We move now from playing sound files to synthesizing audio using Max objects to create a rich drone sound using combinations of oscillators and noise. We also learn how to construct envelopes and organize our patches using the idea of encapsulation.
Exercise 3: Basic Synthesis
We’re learning how to...
- produce various classic synthetic waveforms;
- combine oscillators with detuning to make a rich sound;
- make white, pink, and band-limited noise;
- construct envelopes; and
- use subpatches to encapsulate chunks of Max code.
A Note About Audio in Max
Let’s consider how audio works in a Max patch window.
It’s helpful to think of Max objects and their patch cords as constituting a kind of network, somewhat like the Ethernet cables that let computers talk to each other. The Max message network comprises the MIDI objects, the abstract numerical and logical objects (scale, random, +), timing objects (metro, tempo), message boxes, and the patch cords that connect all of these. The MSP network comprises all of the interconnected objects that handle audio signals. The two networks can connect to each other, so that Max messages can control audio behavior, and audio signals can become Max messages.

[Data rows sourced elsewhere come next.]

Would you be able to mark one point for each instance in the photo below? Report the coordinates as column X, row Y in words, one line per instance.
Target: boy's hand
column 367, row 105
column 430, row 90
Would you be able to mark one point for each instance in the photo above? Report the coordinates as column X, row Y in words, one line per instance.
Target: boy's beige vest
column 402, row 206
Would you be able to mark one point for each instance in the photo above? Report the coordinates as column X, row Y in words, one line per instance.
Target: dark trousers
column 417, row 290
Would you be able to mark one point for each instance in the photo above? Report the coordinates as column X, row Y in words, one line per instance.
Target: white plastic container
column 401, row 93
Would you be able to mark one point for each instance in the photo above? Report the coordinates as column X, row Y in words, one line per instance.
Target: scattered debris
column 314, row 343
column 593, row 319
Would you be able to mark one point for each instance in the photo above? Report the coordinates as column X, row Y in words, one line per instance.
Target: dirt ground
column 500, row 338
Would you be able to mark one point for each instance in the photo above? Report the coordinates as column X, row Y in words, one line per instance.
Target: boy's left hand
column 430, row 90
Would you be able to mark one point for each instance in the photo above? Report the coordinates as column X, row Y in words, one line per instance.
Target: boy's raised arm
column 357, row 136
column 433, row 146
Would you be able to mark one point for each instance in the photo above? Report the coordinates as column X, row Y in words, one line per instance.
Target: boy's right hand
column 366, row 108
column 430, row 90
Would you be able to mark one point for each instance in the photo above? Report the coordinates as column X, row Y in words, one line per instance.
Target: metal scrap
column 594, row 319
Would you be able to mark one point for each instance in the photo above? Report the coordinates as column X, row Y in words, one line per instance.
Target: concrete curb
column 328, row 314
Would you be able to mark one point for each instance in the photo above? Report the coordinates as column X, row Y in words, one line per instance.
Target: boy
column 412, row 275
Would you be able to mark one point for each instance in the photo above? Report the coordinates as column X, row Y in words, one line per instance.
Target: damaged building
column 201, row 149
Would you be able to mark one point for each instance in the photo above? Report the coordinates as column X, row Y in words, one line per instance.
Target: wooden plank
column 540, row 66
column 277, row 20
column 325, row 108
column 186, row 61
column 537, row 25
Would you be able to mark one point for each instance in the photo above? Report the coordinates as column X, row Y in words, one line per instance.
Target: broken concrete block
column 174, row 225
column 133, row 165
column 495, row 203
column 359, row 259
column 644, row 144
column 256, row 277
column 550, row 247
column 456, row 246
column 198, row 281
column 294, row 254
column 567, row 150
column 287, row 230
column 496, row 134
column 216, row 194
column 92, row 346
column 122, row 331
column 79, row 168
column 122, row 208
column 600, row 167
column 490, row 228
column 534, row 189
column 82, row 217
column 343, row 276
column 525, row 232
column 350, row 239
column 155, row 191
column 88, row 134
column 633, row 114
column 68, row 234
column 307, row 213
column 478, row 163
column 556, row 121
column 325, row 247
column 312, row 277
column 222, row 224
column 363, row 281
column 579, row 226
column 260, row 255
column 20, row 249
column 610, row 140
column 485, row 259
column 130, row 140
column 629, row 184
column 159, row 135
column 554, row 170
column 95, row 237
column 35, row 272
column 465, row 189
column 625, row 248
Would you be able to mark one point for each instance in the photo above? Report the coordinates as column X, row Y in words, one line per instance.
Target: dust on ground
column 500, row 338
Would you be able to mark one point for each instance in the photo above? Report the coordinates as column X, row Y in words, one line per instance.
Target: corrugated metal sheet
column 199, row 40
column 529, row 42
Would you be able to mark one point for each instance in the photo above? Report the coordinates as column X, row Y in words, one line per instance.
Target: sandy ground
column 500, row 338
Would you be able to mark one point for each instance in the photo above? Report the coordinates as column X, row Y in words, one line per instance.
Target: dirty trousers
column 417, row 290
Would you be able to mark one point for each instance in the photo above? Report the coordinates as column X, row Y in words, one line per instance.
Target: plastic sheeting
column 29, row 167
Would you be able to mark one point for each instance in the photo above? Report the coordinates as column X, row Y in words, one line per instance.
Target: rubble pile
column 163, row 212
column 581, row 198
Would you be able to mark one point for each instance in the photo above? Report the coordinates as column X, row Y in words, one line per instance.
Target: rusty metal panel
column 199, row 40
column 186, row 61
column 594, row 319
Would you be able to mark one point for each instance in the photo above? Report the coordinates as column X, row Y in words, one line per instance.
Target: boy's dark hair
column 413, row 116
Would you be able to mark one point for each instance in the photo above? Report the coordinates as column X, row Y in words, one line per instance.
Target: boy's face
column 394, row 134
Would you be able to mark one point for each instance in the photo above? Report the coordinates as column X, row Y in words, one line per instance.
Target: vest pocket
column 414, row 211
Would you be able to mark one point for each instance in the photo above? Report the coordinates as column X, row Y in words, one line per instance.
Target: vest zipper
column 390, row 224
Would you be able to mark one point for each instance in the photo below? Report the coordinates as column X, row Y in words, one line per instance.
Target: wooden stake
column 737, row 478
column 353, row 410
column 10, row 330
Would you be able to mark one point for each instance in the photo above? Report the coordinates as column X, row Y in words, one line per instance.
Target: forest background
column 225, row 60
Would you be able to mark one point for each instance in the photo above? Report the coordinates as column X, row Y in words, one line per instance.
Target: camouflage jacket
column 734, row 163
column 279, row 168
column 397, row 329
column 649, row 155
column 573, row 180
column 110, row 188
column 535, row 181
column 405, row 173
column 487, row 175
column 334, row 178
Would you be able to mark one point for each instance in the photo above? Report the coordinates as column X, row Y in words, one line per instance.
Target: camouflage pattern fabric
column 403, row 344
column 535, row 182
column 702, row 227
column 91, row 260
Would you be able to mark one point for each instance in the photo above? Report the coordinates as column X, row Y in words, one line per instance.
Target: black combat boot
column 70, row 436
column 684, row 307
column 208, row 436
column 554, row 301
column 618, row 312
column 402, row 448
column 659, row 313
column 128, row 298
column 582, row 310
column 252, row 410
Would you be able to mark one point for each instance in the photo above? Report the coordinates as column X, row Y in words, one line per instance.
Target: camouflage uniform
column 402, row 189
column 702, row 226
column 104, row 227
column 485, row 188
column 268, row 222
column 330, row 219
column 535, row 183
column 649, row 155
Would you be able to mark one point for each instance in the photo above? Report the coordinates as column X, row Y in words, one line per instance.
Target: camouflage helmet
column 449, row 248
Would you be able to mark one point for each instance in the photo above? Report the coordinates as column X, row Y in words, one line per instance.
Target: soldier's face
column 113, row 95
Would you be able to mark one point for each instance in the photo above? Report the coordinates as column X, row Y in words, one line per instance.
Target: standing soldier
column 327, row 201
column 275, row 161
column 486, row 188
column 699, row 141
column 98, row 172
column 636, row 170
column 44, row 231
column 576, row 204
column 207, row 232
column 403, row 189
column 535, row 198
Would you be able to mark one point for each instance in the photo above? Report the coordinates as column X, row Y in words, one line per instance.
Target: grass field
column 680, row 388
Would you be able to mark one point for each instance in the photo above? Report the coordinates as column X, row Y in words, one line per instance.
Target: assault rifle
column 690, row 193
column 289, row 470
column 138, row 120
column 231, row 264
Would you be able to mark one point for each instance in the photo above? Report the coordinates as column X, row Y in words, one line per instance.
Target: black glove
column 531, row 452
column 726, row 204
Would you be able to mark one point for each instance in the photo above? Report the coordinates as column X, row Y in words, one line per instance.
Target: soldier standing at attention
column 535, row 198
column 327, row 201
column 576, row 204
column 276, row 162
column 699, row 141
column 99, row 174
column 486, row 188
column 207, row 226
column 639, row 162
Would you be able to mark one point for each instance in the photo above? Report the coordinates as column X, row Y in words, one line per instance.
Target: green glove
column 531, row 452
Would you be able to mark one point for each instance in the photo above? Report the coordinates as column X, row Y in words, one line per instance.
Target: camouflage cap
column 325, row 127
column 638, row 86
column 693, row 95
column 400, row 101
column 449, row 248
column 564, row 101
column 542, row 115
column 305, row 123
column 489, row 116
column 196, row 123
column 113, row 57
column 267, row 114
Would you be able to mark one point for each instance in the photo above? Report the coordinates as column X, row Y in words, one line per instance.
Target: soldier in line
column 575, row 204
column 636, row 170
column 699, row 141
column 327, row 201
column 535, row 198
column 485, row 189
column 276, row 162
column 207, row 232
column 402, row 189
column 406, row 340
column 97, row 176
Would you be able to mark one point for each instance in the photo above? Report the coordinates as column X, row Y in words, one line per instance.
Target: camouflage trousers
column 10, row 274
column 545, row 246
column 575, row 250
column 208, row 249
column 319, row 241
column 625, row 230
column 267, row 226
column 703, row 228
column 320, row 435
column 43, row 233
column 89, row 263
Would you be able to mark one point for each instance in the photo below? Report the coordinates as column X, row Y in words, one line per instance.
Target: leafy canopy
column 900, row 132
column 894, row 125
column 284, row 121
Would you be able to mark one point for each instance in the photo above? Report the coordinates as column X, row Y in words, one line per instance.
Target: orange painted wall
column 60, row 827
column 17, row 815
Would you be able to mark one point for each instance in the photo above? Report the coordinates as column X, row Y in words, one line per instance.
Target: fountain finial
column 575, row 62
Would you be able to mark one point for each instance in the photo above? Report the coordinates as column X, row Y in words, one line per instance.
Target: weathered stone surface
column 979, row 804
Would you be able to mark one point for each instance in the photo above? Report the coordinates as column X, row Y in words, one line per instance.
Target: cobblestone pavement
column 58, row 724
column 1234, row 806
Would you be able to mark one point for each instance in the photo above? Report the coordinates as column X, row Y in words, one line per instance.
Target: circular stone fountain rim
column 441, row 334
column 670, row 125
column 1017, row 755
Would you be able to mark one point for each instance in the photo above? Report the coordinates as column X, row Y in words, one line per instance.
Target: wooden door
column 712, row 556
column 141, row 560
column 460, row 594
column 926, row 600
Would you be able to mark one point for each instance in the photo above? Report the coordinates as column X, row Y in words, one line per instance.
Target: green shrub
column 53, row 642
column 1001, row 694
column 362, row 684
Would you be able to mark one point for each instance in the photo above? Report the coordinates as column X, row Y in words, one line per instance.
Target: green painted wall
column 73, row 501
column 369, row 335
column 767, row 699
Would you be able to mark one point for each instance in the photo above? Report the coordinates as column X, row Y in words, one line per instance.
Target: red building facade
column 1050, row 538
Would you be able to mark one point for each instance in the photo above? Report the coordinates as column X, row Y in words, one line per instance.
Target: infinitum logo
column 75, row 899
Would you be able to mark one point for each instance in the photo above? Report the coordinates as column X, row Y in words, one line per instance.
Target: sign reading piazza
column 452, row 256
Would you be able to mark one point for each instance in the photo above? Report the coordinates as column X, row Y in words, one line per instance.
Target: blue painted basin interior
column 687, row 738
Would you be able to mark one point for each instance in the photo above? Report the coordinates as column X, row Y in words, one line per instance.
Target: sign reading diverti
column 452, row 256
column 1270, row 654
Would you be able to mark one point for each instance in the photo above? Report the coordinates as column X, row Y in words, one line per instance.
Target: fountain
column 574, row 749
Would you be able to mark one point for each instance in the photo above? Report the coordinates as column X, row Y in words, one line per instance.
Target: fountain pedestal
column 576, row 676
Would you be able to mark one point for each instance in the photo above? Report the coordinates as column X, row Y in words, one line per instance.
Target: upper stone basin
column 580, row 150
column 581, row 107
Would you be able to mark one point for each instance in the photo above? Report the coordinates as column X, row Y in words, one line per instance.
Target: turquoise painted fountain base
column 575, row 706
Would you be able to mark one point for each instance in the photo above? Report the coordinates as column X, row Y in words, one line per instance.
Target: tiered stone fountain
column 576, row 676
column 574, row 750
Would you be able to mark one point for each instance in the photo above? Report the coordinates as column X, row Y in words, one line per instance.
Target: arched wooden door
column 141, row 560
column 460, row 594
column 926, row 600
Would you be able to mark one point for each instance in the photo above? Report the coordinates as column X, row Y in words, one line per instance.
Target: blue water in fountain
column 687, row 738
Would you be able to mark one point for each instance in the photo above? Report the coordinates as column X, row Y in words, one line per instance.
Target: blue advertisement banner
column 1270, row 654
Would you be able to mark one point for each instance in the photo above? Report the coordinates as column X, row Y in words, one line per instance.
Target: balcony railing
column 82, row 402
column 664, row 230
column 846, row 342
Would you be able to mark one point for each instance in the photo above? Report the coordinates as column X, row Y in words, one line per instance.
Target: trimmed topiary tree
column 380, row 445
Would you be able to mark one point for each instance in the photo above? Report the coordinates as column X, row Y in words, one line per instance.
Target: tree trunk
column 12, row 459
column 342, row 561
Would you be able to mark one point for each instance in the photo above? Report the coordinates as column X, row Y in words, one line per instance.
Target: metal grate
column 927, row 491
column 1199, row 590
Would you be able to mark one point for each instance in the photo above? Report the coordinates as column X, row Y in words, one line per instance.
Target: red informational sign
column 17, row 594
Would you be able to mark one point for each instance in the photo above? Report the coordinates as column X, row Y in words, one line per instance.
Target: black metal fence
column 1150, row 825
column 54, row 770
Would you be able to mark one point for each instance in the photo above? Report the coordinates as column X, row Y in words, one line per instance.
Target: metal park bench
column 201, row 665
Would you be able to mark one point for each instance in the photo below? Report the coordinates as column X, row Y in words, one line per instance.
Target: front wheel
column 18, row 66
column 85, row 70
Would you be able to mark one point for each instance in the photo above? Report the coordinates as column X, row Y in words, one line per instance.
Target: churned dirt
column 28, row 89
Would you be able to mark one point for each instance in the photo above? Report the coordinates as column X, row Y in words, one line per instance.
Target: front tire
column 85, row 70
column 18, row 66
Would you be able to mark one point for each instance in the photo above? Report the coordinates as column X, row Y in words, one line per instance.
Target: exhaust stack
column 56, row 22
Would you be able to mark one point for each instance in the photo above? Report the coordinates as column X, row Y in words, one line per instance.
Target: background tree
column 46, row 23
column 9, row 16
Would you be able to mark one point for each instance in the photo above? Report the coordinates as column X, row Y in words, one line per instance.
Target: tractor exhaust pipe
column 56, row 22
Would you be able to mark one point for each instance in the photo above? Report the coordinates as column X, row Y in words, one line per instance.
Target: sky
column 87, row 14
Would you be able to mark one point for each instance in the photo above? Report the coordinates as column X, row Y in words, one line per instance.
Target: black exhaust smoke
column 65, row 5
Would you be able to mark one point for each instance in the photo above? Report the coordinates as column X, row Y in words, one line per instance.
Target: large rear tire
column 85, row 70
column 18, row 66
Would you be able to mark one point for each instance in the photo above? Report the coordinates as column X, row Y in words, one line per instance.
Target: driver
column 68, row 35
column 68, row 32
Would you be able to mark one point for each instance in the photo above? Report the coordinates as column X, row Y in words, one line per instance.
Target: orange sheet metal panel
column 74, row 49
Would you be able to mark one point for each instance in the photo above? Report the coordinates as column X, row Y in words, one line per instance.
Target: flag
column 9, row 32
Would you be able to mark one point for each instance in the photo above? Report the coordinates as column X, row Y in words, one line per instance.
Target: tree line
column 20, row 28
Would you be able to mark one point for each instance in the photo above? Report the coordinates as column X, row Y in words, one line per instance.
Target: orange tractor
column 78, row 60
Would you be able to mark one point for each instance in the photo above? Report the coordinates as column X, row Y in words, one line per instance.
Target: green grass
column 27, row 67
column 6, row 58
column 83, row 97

While the Max message network is capable of running at the rate of about one message per millisecond, the MSP network runs exactly at the audio sampling rate, which is often 48000 times per second — 48 times faster than the Max message rate. Another difference between the two networks is that Max objects usually generate messages only when prompted. For example, makenote generates output only when it receives a pitch number in its left inlet. (An exception is metro, which emits bangs at a constant rate until you turn it off.) By contrast, audio flows constantly in the MSP network, even when you pull an audio fader all the way down. And you have to turn the Max audio network on and off explicitly (with the ezdac~ button, for example). Most audio objects have a tilde (~) after their names to suggest that they handle sound waves. Audio patch cords are thick dashed lines, so they look different from regular Max patch cords.
How to Do This Exercise
Working on the assignment is a two-stage process.
- Download Exercise 3 Max Tips. This folder of Max patches introduces you to synthesis using various oscillators. Open them in Max in order, reading the comments, operating, and changing the patches.
- Make a patch that creates a rich, low drone sound, with
multiple detuned oscillators.
Mix a little noise into your sound. Add the ability to envelope the sound to make it start and stop smoothly, without clicks.
Think of a way to encapsulate some of the code in your patch. (The last Max Tips patch explains this concept.)
See the Requirements and Suggestions section below for details. Otherwise, you won’t know some of the specific things we expect you to do in your patch.
Be sure you understand what each of these Max objects does:
- cycle~, saw~, tri~, rect~, sig~
- +~, *~
- noise~, pink~, rand~
- scope~, spectroscope~
- the p object (and the Edit & Encapsulate command)
- inlet, outlet (in subpatches)
Requirements and Suggestions
- Using at least three saw~ or rect~ oscillators, construct a rich sound by mixing the oscillators (adding their outputs together) and detuning all but one of them.
- Provide a single number box that lets us enter a MIDI
pitch that is the focus of the drone produced by all the
oscillators. Convert this pitch to a frequency value using
mtof, then pass that to a sig~ object to
turn it into an audio control signal.
We want a low-pitched drone, so use a low MIDI pitch. This will blend better with the noise we add.
- Compute detuning offsets from the converted frequency, using
+~ (and maybe -~) objects between the
sig~ and the oscillators.
Detuning is most effective when it is a small offset, on the order of 0.1 to 2 Hz.
- Add a little noise using a noise object, or two noise objects for a better stereo image (one for each channel). The pink~ and (especially) the rand~ objects will make the best blend with the low-pitched drone. Reduce the gain of the noise generator(s), scaling the output signal using *~ to make a nice blend with the drone. Try to add a little grit to the sound without the noise standing out too prominently.
- Make the two channels of your drone sound different in some way. You can do this by sending oscillators to different channels. (This is one reason to use lots of oscillators!) The different tuning of the oscillators will make the two channels sound different, creating a stereo effect.
- Create an amplitude envelope that scales the output from
the sum of all your oscillators and noise. Provide a toggle
button or some other control(s) that let us turn the sound
on and off.
If you’re feeling ambitious, arrange for a metro to trigger short notes played by the drone. Just don’t expect the notes to overlap in time — Max is inherently monophonic; you have do something special to make your synthesis algorithm play polyphonically.
- Include a preset object to capture the state of number boxes, live.gain~, etc.
- Be sure you satisfied the requirements listed above.
- Submit your Max patch in Canvas.
This exercise is graded pass/fail. You must submit the exercise by Thursday midnight to be eligible for a pass.
Your patch must
- operate correctly and
- implement the functionality described in the “How To Do This Exercise” section above.